EUR/USD positioning is probably as low as it has been since last summer . Until the data release it will be the familiar pattern of tracking Bund yields and Greek headlines ; the former trading quite firmly as we open . I am generally positive on the dollar but wonder (mindful of the NFP reaction) whether the easier trading opportunity is to play Euro topside on a weak release and in the event of a strong outcome to get long of USD/JPY given greatly reduced participation . Overall I do prefer playing a positive dollar theme but think we are in a mode where flexibility is at a premium . Support expected at 1.1215 (Tuesday’s low) and on a big positive surprise back towards 1.1100 ; whilst last week’s and this week’s 1.1380/87 double top represents the initial resistance point protecting the 1.1468 cycle high .

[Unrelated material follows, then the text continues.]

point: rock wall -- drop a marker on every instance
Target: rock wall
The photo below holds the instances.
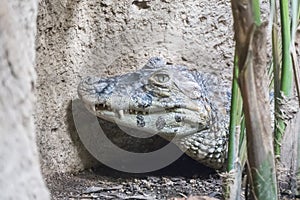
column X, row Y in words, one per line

Citi: Spot EUR: All set for the data
The whole market has been waiting for today’s retail sales print out of the US, which is important for our understanding of the US Economy after the Q1 slowdown. One is not a trend, so today’s report will need to be strong in order to build on the momentum from last week’s NFP data. Spending has been very slow to recover so the control group reading will be closely watched to prove that the slowdown was not secular. The headline print is poised to come out strong with the recent surges in auto sales and rebound in gasoline.
A control group reading above the 0.5% consensus would be positive for the USD going into next week’s crucial Fed meeting. I think that we will touch either side of the recent 1.1050 to 1.1385 range, depending on the data print. I plan on going into the data short Euros as last week’s NFP report saw a higher-than-average increase in retail employment, which should filter through to today.